Mike Grunwald — who wrote the book on Stimulus — has been trying to explain why we need more Solyndras for years now.
The failed loan that became the code word for smearing the Obama administration’s successful efforts to prevent a greater depression during the 2012 election was part of a program that has been remarkably successful in sparking a clean energy revolution that quietly sets records for new installations every year.
The audience for people looking for good news about the Stimulus is, unfortunately for Grunwald and America, not huge.
Republicans spent around half a billion dollars framing the most successful direct government intervention on the economy since Paul Volcker’s war on inflation in the late 70s. Democratic donors refused to answer these attacks and let the GOP move on to smear the Affordable Care Act in the exact same unanswered way.
And it turns out that program that gave us Solyndra is actually example of the government’s best attempt at dishing out loans.
In a new expose for Politico Magazine, Grunwald winds us through the netherworld of “The (Real) Bank of America” to show us how the government dishes out trillions of dollars, often with little vision and less accountability. After a few thousand words — which are well worth reading for Grunwald’s deft comic turns and sense of how the conservative notion that we shouldn’t invest in the economy has turned many of our investments into loans that are often improperly vetted and accounted for — the author gets to Solyndra.
This is when you’re supposed to boo. But cheer instead.

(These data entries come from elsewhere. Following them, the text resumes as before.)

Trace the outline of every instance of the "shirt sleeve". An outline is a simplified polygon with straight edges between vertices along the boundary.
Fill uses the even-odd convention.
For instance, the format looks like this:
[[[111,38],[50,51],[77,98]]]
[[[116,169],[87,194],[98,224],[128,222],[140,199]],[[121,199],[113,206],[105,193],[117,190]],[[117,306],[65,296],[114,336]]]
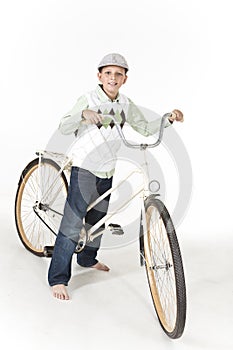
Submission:
[[[129,100],[129,109],[127,115],[127,122],[131,127],[143,136],[150,136],[156,134],[161,125],[161,118],[157,118],[152,121],[146,120],[142,111]],[[169,120],[165,122],[165,128],[170,126]]]
[[[85,95],[78,98],[76,104],[60,121],[59,130],[63,135],[74,133],[82,120],[82,111],[87,109],[88,100]]]

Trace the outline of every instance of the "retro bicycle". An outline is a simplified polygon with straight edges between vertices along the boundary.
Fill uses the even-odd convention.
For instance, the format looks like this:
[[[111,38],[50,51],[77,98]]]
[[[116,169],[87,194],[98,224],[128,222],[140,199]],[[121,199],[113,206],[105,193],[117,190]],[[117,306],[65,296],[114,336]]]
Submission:
[[[158,140],[152,144],[133,144],[126,140],[119,124],[115,126],[127,147],[146,152],[148,148],[158,146],[163,137],[165,120],[161,119]],[[32,160],[22,171],[15,199],[15,222],[19,238],[27,250],[37,256],[51,256],[58,233],[63,208],[68,191],[68,178],[72,161],[69,157],[48,151],[37,152],[37,158]],[[122,201],[115,212],[106,216],[92,226],[88,231],[83,229],[77,244],[78,254],[88,242],[97,236],[108,233],[122,234],[119,225],[109,225],[107,229],[99,230],[117,211],[126,206],[140,194],[141,219],[139,229],[140,262],[145,265],[147,280],[159,323],[163,331],[173,339],[181,337],[186,320],[186,286],[181,251],[172,219],[159,194],[153,187],[156,180],[148,177],[148,164],[145,161],[142,168],[131,171],[124,180],[104,193],[88,210],[114,192],[122,182],[140,172],[143,184],[135,190],[131,198]],[[155,186],[156,187],[156,186]]]

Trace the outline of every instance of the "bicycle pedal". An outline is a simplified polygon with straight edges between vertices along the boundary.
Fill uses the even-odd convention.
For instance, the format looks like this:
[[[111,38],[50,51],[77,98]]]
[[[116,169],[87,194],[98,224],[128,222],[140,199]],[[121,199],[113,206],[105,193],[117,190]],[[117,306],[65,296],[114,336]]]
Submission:
[[[110,230],[113,235],[121,236],[124,234],[122,227],[118,224],[109,224],[108,230]]]
[[[53,249],[54,249],[54,246],[53,245],[46,245],[46,246],[44,246],[44,256],[46,257],[46,258],[51,258],[52,257],[52,255],[53,255]]]

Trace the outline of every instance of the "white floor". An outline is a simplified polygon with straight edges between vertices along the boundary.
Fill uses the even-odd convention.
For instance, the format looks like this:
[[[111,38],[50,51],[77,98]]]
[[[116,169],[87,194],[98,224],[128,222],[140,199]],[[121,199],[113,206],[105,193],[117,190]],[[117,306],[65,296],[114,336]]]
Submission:
[[[13,206],[1,208],[4,349],[233,349],[233,240],[222,245],[214,239],[198,243],[179,232],[188,313],[184,335],[172,341],[156,319],[136,243],[100,251],[100,259],[111,267],[109,273],[82,269],[74,261],[71,300],[55,300],[46,279],[49,259],[24,249]]]

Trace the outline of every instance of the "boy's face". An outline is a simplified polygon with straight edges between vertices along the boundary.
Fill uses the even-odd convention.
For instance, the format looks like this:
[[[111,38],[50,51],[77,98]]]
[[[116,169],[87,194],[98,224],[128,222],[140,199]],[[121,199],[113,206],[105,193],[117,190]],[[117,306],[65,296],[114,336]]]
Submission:
[[[122,67],[106,66],[102,68],[101,73],[98,72],[98,78],[103,84],[103,89],[108,97],[114,99],[120,87],[126,82],[127,75]]]

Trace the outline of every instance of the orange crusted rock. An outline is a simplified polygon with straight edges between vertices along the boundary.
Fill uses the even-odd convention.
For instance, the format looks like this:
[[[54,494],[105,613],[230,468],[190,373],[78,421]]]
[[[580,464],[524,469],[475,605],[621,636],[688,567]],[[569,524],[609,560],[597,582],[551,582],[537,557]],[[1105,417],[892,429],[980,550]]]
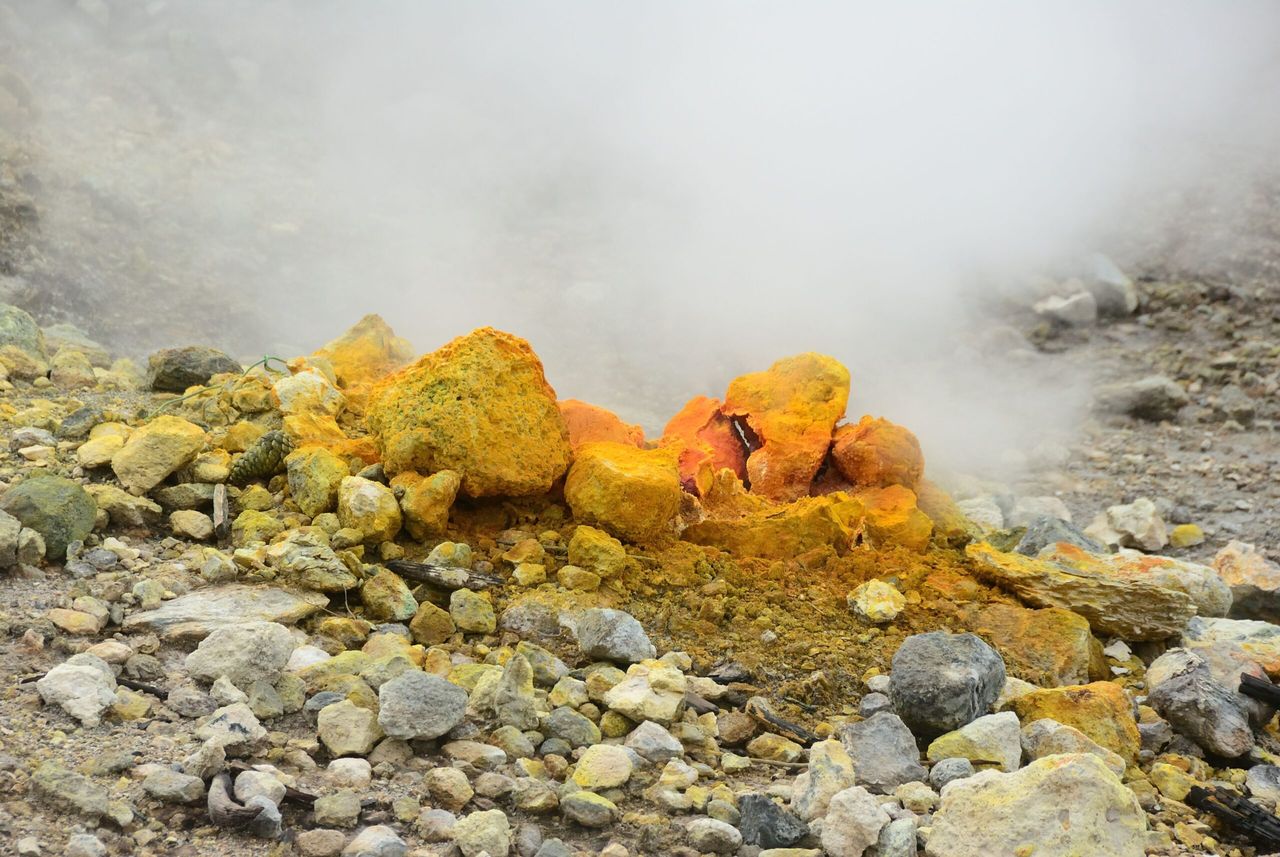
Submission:
[[[682,494],[670,450],[609,441],[579,447],[564,482],[574,518],[640,544],[675,533]]]
[[[367,417],[388,475],[453,470],[468,497],[541,494],[569,466],[569,430],[542,361],[491,327],[379,381]]]
[[[719,399],[690,399],[663,429],[661,443],[679,450],[680,484],[690,494],[704,496],[722,469],[747,478],[747,451],[733,423],[720,412]]]
[[[413,359],[413,346],[396,336],[380,315],[366,315],[350,330],[315,353],[329,361],[338,386],[362,387]]]
[[[911,489],[890,485],[868,488],[857,496],[866,505],[867,536],[873,545],[901,545],[921,553],[929,547],[933,521],[916,506]]]
[[[735,378],[721,410],[749,430],[751,490],[778,502],[807,495],[848,401],[849,370],[821,354]]]
[[[924,455],[916,436],[882,417],[865,416],[836,429],[831,458],[853,485],[915,488],[924,475]]]
[[[862,519],[862,503],[848,494],[804,497],[785,506],[759,506],[739,517],[711,518],[690,526],[683,538],[738,556],[790,559],[830,545],[844,553]]]
[[[644,446],[644,429],[624,423],[617,414],[599,405],[562,399],[560,416],[569,427],[569,444],[577,449],[584,443],[608,440],[631,446]]]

The Solyndra loan, derided by Republican campaign ads in 2012 as a crazy handout that reflected Obama-era “crony capitalism,” was nothing of the sort. The Bush administration originally selected Solyndra for the first federal clean-energy loan over 142 other applicants. It was an exciting solar startup that had raised $1 billion from savvy private investors like Richard Branson and the Walton family, and a slew of probes have failed to turn up any evidence of wrongdoing on its Energy Department loan. The firm’s downfall was a free fall in solar prices, which sparked a solar buying frenzy but destroyed Solyndra’s sell-high business model. Such is life in a free-enterprise economy. Government loans don’t guarantee success.

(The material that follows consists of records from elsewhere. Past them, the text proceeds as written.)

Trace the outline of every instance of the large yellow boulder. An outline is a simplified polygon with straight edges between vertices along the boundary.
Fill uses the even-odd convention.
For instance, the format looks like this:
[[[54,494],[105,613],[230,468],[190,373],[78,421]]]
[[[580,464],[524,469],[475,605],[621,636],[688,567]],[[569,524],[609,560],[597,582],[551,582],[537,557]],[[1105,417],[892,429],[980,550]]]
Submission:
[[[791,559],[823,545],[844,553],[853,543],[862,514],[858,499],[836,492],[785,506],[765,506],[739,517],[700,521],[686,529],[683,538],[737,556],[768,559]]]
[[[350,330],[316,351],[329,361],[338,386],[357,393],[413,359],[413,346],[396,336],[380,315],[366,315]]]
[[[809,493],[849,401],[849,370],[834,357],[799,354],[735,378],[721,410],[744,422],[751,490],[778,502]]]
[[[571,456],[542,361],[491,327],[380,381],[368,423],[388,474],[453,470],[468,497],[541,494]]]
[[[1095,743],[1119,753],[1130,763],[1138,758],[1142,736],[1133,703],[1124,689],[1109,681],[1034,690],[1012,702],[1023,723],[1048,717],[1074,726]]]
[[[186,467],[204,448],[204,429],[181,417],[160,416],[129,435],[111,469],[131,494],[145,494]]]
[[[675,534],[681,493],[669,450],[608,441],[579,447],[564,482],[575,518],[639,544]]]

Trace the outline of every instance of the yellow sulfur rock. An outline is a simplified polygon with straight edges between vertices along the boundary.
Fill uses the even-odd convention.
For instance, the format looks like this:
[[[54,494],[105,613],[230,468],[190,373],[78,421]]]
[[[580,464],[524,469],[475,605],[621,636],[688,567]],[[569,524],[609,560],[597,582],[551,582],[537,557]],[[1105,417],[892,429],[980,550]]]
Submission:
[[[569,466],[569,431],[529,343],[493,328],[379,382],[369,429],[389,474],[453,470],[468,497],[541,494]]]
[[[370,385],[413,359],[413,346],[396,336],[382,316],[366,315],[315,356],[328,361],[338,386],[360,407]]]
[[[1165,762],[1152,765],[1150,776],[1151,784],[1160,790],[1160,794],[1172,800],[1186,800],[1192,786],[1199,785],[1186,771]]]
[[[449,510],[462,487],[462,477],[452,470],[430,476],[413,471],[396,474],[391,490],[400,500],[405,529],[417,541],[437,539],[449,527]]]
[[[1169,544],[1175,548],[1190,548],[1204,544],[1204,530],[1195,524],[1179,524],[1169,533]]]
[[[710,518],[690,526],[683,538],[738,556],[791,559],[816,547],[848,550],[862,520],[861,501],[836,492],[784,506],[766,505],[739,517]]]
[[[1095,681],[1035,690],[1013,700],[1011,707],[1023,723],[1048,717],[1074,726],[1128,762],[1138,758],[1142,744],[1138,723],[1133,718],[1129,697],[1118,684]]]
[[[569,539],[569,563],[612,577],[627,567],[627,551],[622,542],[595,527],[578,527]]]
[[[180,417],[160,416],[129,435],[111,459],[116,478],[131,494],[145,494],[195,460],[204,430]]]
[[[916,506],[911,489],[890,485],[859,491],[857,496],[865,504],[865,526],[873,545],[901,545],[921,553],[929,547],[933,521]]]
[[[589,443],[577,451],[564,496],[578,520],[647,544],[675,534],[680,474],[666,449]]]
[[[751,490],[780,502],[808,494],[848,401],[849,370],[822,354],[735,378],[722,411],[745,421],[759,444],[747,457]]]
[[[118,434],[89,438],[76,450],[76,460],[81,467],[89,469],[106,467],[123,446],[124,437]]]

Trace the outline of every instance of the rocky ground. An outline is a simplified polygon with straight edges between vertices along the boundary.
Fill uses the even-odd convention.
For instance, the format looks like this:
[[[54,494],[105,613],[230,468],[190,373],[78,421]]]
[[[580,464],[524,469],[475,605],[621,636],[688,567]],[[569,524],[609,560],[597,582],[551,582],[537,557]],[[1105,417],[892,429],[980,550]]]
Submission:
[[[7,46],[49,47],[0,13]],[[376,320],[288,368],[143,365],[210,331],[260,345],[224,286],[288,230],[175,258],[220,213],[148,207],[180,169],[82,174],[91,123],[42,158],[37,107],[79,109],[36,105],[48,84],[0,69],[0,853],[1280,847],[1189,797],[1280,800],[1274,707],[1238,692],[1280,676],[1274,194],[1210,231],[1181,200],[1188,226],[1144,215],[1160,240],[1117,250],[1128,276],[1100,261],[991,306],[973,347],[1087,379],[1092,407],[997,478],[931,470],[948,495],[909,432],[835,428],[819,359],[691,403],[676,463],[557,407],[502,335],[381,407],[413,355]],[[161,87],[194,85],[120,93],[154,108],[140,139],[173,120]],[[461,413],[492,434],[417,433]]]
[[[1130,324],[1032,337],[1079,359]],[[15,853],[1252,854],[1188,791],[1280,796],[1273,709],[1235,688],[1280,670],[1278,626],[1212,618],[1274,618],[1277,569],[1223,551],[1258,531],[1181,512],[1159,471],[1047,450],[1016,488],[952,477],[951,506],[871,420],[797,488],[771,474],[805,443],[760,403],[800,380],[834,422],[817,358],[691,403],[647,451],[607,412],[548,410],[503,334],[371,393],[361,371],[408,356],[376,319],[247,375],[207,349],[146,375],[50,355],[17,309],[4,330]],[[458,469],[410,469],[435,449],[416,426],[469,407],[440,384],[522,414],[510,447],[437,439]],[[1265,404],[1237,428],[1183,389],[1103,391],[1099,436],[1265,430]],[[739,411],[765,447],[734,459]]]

The manufactured uproar over Solyndra’s failing led to the Treasury’s Financial Asset Investment Review, which was never released. Grunwald read the report and though it found “a host of problems,” Solyndra wasn’t one.
Ironically, the loan program that produced the Solyndra debacle might be as close as government gets to the sweet spot. The Energy Department recently announced that the $30 billion in loans it made during Obama’s first term are on track to earn $5 billion for taxpayers.

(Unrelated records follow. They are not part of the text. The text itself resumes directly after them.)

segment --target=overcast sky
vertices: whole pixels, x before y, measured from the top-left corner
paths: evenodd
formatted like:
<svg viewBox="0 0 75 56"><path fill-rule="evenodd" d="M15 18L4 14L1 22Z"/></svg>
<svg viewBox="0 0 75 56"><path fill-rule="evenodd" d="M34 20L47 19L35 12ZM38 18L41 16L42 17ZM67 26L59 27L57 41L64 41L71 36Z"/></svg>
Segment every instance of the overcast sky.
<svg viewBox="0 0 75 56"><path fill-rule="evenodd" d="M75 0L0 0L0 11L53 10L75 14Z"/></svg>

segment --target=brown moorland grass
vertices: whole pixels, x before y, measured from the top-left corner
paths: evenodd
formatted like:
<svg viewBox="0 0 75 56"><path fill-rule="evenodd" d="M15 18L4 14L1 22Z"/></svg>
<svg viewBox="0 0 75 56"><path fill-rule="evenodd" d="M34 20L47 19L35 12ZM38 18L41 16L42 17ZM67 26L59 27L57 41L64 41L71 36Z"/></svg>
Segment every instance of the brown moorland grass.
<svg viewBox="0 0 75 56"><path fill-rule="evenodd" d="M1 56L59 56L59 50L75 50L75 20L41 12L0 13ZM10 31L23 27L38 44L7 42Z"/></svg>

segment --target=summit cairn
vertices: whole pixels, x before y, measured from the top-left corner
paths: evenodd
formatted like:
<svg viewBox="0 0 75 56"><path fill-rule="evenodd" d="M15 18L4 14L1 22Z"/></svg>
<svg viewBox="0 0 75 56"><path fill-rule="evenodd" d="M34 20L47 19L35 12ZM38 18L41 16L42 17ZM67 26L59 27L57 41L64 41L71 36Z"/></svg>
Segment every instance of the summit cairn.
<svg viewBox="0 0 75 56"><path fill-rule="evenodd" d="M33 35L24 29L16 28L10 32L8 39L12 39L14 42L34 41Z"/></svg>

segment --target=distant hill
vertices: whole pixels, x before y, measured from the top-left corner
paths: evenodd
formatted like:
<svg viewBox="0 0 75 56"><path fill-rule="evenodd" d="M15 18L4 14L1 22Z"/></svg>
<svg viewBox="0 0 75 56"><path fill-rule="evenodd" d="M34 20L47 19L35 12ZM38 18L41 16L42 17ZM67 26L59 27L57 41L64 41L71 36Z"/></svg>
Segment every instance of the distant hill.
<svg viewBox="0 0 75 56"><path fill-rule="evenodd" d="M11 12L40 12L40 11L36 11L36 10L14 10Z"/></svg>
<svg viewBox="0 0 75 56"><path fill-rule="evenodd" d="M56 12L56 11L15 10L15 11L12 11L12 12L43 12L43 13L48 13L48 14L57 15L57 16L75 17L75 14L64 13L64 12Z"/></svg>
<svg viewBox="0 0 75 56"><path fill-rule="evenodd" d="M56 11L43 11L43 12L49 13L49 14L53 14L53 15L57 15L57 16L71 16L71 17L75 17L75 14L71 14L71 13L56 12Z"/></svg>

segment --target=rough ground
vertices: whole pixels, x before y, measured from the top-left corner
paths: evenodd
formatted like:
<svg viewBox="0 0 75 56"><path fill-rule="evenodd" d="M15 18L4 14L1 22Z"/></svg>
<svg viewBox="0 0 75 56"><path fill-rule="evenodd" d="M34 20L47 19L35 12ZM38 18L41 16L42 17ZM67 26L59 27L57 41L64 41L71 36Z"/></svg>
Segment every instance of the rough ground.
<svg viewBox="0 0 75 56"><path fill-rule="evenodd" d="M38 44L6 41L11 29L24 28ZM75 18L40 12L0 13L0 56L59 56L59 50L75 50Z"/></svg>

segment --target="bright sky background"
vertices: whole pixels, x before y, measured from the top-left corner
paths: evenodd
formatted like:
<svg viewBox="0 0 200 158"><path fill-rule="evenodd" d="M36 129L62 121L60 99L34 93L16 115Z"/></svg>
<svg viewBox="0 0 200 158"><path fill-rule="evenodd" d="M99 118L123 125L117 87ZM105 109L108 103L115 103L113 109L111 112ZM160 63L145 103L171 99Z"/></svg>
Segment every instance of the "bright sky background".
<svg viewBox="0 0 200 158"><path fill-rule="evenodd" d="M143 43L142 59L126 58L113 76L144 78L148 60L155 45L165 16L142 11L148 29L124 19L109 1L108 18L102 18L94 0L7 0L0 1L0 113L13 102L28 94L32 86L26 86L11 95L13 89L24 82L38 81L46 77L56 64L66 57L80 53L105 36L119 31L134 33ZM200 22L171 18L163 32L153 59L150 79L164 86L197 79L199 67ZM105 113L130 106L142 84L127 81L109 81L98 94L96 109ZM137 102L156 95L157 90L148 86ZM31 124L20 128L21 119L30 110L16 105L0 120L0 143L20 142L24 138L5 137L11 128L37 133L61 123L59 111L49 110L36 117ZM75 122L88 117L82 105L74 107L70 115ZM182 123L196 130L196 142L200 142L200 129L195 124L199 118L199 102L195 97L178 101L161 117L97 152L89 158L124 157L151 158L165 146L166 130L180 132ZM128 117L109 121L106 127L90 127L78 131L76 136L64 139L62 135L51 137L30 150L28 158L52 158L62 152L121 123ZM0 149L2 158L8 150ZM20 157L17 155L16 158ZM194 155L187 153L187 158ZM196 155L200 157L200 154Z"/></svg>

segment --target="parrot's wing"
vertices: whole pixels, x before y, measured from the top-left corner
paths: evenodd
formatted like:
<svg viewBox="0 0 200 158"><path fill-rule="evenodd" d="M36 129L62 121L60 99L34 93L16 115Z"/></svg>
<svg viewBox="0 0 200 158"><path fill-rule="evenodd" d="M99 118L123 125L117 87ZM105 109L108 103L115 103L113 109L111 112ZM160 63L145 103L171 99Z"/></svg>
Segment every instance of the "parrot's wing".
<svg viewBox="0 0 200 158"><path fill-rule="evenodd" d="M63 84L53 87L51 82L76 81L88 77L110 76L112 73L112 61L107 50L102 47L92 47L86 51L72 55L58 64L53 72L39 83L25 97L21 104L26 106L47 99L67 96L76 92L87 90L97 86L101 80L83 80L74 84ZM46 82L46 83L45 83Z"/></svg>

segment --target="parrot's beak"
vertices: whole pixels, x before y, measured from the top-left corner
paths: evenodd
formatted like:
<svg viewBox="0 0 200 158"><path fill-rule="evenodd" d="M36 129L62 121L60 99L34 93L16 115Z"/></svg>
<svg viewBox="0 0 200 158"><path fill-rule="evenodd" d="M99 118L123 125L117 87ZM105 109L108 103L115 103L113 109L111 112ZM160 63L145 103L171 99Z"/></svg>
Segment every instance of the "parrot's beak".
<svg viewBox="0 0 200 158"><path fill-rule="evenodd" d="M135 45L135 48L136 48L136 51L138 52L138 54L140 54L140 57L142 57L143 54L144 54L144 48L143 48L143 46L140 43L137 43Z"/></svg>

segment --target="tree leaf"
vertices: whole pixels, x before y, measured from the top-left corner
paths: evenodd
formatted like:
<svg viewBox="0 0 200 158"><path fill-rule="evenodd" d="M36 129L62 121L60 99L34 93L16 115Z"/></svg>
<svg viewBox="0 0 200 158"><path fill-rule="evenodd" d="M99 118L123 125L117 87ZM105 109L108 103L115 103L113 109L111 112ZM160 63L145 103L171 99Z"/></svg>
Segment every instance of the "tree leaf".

Government invested in a technology that in a way no one else would or could. And it worked.
More importantly, though, at a time when private lenders wouldn’t touch alternative energy, the program financed America’s largest wind and solar farms, a factory for Tesla Motors to build electric cars and a host of other innovative projects that reduced dependence on fossil fuels. It proved that cutting-edge low-carbon technologies made economic sense; since it backed the first five utility-scale photovoltaic solar arrays in the United States, the private sector has backed 17 more.
Many on the left will see an indictment of how the government lends money in Grunwald’s piece. Accounting procedures may be masking some of the massive risks we’re taking, especially in housing and student loans, which make up the vast majority of the public portfolio.
We may all grieve over the millions of dollars taxpayers could have earned from Tesla, if the government operated like a normal bank.
But it isn’t.
And we’ll still earn millions in taxes on sales and good jobs. This is how government is supposed to work. It’s how we’ve developed every significant technology of the last century. And we should be doing it with far more than loans. Bullet trains — for instance — are another nice start.
This is the story the right doesn’t want want you to know.